Mittlerweile hat sich die Lage etwas entspannt – etliche Lebensmittel-Sponsoren haben die Lieferungen wieder aufgenommen. „Der Notruf hat gewirkt und die Tafel wird wieder stärker beliefert. Wir haben zwar nach wie vor deutlich weniger Lebensmittel als zuvor zur Verfügung, aber die Situation ist nicht mehr akut dramatisch“, sagt Häusler. Allerdings: Die Zahl der Hilfsbedürftigen ist nach wie vor hoch, Tendenz steigend. Für den Augenblick lösen die Mitarbeiter der Tafel die Dilemma-Situation dadurch, dass sie schlicht weniger Lebensmittel pro Bedürftigen ausgeben. „Wir haben weniger Lebensmittel und mehr Bedürftige – das heißt, der Einzelne bekommt weniger“, so Häusler. Zudem kämpfen die Mitarbeiter der Tafel mit den weiteren Folgen der Ukraine-Krise, insbesondere den gestiegenen Spritpreisen. „Früher hatten wir 5.000 Euro Spritkosten im Monat, nun sind es 8.500 Euro“, sagt Häusler. Das sei mittelfristig ein großes Problem.

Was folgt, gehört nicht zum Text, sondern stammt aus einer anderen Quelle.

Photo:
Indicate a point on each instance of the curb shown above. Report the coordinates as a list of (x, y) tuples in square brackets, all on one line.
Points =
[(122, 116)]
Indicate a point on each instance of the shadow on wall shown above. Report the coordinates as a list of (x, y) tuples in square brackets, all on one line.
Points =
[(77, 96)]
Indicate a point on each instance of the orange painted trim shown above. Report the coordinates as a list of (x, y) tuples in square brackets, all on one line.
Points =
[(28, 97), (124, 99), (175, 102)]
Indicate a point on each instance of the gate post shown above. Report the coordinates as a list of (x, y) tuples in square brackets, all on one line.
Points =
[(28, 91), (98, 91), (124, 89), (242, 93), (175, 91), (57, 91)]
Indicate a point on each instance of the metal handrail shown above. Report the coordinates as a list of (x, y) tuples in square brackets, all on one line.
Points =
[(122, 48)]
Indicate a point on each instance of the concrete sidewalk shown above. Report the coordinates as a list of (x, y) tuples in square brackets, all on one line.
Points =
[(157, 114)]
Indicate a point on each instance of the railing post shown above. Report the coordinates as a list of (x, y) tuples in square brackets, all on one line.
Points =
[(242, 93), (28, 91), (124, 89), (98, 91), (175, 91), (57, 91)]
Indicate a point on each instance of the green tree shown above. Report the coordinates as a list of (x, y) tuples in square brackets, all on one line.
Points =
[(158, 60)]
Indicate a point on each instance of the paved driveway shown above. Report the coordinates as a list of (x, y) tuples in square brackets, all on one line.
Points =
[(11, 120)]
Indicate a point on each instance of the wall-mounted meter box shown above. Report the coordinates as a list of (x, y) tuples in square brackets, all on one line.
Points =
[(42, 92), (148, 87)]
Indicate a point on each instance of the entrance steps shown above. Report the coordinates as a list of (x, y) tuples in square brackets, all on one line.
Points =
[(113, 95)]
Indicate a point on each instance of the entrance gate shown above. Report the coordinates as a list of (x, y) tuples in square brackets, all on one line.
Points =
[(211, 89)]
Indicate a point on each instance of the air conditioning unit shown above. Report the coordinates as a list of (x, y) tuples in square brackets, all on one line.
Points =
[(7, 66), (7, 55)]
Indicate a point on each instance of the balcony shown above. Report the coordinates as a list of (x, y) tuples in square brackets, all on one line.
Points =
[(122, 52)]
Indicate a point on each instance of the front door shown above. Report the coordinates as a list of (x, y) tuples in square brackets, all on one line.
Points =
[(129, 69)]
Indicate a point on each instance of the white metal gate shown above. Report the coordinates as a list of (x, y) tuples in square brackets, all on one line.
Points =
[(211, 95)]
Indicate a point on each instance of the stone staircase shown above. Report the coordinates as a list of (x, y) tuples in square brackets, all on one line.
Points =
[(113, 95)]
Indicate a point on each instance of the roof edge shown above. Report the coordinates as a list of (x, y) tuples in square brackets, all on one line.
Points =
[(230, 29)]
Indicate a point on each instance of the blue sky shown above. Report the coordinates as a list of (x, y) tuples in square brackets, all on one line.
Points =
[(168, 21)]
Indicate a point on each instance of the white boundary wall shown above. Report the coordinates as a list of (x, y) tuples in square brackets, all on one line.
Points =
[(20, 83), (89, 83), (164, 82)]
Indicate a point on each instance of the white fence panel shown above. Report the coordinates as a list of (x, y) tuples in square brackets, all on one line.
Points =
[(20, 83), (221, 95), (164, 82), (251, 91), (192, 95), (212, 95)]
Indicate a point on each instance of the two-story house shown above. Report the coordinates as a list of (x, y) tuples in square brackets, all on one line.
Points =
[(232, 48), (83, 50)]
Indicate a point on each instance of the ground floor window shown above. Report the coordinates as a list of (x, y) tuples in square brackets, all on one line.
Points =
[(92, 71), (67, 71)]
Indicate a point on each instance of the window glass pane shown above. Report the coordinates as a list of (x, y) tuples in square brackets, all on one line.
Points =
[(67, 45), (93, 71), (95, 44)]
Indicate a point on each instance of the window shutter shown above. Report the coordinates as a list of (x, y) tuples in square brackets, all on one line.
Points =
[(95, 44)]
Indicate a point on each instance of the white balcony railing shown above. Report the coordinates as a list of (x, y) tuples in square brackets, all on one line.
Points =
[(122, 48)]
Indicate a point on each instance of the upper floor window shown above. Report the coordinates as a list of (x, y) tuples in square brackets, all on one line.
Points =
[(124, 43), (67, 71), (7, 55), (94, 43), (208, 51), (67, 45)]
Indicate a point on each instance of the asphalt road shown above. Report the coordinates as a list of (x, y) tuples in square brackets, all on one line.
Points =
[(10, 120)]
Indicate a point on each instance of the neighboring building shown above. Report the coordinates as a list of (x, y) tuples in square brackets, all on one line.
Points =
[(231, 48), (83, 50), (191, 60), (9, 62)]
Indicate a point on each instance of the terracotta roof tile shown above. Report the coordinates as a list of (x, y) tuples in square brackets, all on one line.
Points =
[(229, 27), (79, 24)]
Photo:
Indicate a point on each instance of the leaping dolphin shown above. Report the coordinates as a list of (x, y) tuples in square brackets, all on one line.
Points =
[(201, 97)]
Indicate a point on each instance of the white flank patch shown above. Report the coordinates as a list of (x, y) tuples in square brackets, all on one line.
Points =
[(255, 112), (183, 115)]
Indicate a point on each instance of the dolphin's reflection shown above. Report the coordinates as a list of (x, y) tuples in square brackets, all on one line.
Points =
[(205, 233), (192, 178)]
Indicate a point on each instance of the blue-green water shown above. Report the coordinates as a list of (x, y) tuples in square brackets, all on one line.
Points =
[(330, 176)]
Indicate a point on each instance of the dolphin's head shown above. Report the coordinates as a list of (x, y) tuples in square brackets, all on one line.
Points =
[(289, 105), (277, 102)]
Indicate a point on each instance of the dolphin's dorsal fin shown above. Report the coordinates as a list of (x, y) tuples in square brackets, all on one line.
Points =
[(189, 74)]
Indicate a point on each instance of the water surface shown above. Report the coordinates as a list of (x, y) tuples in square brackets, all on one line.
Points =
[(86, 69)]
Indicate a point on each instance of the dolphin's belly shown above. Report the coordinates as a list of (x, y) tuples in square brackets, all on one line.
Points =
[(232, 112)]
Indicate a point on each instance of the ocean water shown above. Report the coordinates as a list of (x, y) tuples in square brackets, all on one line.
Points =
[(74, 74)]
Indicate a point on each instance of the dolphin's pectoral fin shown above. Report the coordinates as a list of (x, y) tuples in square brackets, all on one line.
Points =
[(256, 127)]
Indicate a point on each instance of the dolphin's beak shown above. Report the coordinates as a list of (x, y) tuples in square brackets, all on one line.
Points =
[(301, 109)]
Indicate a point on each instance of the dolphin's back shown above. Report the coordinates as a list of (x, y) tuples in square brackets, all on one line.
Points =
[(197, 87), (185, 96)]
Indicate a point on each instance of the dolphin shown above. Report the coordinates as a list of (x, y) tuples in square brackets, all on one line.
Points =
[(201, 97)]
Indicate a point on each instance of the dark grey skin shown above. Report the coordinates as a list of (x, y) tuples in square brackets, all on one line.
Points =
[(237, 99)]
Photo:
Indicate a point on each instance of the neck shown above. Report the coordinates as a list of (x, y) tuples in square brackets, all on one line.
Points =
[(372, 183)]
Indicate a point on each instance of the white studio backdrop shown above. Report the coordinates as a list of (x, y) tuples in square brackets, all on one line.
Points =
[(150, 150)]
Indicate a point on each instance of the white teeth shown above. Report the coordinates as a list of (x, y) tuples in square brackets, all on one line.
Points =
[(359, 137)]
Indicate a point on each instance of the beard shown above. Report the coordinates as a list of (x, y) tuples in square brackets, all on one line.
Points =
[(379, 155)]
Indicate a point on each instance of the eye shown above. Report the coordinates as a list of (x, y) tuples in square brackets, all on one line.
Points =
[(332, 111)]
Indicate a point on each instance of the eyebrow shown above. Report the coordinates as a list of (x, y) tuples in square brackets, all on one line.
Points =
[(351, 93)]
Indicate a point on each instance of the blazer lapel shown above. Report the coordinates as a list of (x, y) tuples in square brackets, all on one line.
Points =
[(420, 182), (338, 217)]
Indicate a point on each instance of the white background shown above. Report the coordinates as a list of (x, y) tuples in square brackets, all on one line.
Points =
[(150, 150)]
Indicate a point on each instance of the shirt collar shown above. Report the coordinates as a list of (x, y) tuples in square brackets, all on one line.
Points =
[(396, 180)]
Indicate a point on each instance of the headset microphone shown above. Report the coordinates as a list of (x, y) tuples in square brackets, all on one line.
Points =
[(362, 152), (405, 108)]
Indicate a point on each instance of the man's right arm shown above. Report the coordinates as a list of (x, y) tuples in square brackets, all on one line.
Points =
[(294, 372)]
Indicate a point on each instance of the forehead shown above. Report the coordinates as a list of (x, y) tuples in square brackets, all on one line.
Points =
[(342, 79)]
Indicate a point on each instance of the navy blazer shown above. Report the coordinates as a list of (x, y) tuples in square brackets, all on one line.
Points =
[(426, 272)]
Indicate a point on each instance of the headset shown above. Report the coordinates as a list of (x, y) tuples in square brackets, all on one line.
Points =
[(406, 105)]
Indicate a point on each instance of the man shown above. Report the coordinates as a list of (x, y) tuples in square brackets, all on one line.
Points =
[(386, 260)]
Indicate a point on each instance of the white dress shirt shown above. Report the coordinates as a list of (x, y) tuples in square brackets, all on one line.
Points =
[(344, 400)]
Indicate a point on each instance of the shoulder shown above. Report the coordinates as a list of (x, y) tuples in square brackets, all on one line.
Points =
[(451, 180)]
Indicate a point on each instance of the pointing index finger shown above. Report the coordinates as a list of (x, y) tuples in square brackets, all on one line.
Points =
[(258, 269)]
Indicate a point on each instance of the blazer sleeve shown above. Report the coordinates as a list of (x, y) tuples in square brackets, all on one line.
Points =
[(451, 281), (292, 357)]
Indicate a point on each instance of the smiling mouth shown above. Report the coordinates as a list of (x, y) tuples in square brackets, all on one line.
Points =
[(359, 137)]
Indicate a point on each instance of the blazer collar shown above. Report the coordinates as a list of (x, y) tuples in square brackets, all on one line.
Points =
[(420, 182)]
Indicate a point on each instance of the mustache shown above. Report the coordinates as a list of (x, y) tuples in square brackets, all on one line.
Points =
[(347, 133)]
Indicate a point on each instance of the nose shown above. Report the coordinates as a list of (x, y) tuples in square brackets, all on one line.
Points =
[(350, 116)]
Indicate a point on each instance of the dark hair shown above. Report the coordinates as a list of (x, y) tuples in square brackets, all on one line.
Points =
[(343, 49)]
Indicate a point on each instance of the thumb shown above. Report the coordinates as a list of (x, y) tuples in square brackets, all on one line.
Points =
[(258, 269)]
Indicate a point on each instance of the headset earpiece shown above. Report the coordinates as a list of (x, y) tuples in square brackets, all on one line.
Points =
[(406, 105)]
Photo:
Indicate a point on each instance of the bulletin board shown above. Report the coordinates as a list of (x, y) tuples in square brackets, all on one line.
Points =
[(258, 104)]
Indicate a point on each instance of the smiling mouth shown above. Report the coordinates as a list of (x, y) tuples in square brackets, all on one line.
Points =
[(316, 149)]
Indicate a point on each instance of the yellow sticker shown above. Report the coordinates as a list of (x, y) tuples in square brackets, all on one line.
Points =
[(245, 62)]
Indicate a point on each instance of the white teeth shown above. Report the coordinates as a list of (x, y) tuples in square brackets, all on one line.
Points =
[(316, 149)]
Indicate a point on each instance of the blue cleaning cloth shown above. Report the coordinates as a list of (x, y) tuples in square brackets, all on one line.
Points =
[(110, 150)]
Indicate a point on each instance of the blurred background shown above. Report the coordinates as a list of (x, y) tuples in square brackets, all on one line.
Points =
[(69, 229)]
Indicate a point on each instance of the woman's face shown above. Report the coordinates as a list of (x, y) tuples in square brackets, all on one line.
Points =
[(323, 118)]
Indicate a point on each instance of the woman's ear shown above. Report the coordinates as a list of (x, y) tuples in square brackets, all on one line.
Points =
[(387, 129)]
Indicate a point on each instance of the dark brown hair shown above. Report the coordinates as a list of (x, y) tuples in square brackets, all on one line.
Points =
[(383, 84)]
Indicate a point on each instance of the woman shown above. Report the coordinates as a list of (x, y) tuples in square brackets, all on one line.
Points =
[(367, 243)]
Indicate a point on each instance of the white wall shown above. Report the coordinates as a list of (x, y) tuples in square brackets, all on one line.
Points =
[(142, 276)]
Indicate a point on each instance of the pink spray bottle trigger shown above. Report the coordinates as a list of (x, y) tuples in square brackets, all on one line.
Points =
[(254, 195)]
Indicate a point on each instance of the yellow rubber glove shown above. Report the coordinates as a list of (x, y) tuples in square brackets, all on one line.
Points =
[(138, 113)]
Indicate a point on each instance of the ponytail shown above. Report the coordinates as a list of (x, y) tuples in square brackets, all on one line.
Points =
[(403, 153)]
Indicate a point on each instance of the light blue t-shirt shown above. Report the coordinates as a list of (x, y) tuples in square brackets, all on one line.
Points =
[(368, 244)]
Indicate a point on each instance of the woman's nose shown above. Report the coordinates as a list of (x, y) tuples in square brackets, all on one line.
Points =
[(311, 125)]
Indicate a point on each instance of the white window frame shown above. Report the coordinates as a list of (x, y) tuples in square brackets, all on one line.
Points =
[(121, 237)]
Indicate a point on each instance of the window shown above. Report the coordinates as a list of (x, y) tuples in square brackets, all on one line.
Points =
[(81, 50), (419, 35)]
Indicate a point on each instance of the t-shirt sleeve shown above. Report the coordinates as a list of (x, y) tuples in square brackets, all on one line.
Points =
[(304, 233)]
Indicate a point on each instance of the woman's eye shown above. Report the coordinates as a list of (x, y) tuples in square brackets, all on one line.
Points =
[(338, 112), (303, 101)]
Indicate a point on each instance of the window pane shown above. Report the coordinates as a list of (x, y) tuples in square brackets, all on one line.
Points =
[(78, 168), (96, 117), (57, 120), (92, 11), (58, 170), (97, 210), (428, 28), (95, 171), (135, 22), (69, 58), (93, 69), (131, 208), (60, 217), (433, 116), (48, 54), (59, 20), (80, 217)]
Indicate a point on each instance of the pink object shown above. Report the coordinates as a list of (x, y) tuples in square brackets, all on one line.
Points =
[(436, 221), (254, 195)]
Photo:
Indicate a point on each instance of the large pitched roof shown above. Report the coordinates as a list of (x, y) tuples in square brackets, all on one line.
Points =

Keine Entspannung in Sicht

Auch wenn zumindest die Lebensmittel-Spenden mittlerweile wieder gestiegen sind, rechnet der Vorsitzende der Tafel für die kommenden Monate nicht mit einer Entspannung der Lage. Dauert der Ukraine-Krieg noch länger an, wird die Zahl der Bedürftigen noch einmal steigen – laut Häusler spätestens dann, wenn die ukrainischen Flüchtlinge nach längerer Aufenthaltszeit in Frankfurt offiziell gemeldet und als dauerhaft Bedürftige anerkannt sind und damit den „Frankfurter Pass“ erhalten. Ab diesem Moment haben sie auch offiziell Anspruch auf Güter der Frankfurter Tafel. „Dann werden die Zahlen der Bedürftigen vor unseren Türen nochmal deutlich steigen“, ahnt Häusler. Im Moment ist noch völlig offen, wie die Tafel das stemmen wird.